Greece has become a center of international attention since 2009 when the combination of its fiscal crisis and external debt both forecasted a possible sovereign default and triggered fears of domino effects that would threaten the very existence of the Euro project. The bailout was conditioned to severe austerity measures including vast privatization of public assets, contraction of welfare and public investment, unequal indirect taxation, major cuts in public sector employment, diminished salaries and pensions and an unprecedented attack on organized labor. As a result economic recession and political crisis deepened while inequality and poverty indexes increased. However, these processes have significantly different spatial effects that relate to the articulation of global accumulation with historically uneven regional forms of embedding economic relations.
The fast transformation of a mostly agricultural Greece into a service society after the Second World War expresses the uneven dynamics of capitalist processes that are part of an international division of labor. It is also an outcome of political struggles, class alignments and conflicts over the aims of economic policy, and over market regulation and state intervention.

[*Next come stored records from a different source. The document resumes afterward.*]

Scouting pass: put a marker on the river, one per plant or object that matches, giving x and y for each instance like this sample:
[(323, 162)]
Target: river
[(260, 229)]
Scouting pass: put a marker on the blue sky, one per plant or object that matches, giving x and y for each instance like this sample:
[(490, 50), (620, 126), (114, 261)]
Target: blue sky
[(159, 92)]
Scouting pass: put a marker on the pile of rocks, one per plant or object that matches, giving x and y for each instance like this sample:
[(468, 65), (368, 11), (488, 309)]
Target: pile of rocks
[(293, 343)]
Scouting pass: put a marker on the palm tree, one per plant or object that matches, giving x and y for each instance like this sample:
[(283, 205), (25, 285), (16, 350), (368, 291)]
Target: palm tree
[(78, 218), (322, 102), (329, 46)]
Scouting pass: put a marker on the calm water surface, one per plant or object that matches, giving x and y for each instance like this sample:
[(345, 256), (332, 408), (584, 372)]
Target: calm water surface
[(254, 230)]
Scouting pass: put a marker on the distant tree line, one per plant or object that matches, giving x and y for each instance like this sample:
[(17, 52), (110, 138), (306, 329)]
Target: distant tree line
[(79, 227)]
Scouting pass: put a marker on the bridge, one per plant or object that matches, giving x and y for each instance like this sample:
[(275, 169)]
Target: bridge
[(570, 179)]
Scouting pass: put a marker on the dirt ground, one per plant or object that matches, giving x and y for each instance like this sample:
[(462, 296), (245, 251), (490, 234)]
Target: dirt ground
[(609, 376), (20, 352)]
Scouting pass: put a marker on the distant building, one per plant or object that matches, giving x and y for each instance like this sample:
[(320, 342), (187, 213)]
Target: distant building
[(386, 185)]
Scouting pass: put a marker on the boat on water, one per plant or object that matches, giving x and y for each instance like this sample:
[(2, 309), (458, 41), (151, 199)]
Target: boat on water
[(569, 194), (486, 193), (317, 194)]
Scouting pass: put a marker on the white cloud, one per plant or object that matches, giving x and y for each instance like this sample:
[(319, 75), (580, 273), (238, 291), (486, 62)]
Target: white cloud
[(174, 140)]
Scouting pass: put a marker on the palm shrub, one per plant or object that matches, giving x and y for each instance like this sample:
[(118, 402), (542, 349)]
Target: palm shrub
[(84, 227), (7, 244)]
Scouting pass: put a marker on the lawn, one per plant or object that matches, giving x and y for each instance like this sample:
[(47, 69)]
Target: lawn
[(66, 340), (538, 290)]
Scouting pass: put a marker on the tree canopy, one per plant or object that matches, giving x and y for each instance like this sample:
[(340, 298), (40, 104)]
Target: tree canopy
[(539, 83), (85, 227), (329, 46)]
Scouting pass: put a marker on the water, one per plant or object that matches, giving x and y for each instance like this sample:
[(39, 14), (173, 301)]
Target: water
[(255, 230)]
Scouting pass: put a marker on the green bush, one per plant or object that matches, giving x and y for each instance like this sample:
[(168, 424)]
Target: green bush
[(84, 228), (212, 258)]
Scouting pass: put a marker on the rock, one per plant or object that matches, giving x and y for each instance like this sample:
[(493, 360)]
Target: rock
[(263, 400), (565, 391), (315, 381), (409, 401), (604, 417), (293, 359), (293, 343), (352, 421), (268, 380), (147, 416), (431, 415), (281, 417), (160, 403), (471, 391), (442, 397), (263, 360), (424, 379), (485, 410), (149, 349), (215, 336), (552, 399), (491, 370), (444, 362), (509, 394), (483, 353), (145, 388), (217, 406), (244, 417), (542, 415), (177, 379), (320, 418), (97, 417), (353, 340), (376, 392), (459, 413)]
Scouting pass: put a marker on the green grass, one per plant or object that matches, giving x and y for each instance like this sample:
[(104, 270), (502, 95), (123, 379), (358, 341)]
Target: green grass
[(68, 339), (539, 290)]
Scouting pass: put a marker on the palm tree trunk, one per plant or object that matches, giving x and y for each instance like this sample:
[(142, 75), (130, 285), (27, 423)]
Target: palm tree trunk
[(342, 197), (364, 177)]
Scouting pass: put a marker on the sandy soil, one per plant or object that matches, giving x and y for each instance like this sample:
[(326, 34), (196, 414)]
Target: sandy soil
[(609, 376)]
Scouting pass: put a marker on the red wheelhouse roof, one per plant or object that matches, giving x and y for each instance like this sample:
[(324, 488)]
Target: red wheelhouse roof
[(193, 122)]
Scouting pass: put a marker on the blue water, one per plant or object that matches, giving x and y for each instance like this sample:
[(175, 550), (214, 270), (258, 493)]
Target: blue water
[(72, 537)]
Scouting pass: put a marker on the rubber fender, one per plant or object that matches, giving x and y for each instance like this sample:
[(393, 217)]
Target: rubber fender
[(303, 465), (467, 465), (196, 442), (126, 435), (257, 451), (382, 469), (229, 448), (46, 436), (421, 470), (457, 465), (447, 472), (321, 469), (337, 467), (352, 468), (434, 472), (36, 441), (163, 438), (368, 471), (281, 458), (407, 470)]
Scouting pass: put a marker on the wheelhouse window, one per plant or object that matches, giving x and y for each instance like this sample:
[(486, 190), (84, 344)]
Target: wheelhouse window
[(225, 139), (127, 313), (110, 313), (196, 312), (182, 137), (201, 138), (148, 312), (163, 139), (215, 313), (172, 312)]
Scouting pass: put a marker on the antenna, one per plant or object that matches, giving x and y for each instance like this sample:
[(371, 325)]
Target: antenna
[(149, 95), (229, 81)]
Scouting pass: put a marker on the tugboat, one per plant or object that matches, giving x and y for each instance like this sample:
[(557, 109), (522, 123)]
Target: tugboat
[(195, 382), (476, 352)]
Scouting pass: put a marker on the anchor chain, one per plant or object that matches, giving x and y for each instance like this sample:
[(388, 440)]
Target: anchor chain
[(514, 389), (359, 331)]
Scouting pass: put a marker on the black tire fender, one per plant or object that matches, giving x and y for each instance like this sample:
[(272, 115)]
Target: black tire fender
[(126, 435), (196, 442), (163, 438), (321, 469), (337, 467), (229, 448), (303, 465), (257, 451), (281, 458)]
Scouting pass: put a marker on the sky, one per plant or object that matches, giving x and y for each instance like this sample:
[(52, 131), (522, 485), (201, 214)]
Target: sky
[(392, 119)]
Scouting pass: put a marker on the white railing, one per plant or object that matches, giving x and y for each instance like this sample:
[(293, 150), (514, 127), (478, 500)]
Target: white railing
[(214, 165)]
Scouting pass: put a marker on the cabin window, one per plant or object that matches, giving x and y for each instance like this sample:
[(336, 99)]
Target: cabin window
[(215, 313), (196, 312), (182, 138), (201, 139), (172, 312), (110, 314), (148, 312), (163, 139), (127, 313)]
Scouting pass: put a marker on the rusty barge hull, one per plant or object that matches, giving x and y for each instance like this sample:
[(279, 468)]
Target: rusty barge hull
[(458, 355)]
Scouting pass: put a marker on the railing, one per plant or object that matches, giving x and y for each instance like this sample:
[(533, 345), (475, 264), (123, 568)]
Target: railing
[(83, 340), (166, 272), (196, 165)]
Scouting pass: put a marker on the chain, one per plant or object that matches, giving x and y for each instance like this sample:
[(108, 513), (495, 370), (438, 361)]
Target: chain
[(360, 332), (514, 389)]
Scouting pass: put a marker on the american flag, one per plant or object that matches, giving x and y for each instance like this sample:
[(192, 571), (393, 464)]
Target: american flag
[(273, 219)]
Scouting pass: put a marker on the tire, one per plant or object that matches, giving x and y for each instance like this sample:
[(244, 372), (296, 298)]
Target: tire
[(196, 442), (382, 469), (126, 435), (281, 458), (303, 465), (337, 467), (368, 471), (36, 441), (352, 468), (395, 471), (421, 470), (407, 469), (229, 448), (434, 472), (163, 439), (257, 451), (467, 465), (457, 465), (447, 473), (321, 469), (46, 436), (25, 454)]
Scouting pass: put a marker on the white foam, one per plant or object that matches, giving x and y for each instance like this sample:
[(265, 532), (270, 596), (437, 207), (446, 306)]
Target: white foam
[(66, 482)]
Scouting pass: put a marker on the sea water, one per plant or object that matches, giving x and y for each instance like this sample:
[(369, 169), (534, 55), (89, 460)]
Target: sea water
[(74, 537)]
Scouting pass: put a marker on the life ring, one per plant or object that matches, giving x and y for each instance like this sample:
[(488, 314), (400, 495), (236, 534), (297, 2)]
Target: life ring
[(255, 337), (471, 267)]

When using this analytical framework three historical periods stand out.
The first can be defined as a Greek version of the “economic miracle” spanning from the 1950s until the early 1970s, based on a gradual loosening up of protectionism, currency devaluation, massive internal and external migration, vast investment in infrastructure, weak taxation for business profits, low labor unrest, and a centrally regulated financial system. At the same time, the state offered incentives and protection to the incoming foreign capital, particularly during the dictatorship of the colonels.
This was followed by a shift to greater wealth distribution through Keynesian policies following the demands of Greek society after the fall of dictatorship and the global crisis of the 1970s. The timing of this strengthening of a welfare state was out of phase with the start of neo-liberal policies in other western countries. The Socialist party’s policies between 1981 and 1985 included welfare expansion, nationalization of large firms, debt restructuring and relief for bankrupt enterprises and farmers, and general income increases tied to the objective of convergence linked to the entry into the European Economic Community. This came together with rising external debt, fiscal deficit and global overcapacity setting off deindustrialization processes.Finally, a turn to neoliberal restructuring since 1990, was expressed through restrictive macroeconomic policy, extensive privatization, deregulation of the job market (flexibilization), and financialization of the economy (stock exchange boom, increase of private credit). At the same time, an increasing delocalization of production (to the “Balkan Eldorado”) and a massive influx of economic migrants further stressed labor relations. The Maastricht treaty setting a ceiling to public deficit (de facto curtailing fiscal sovereignty) and the introduction of Euro completed the European market integration, disempowered Greek productive capital, and paved the way to the systemic crisis.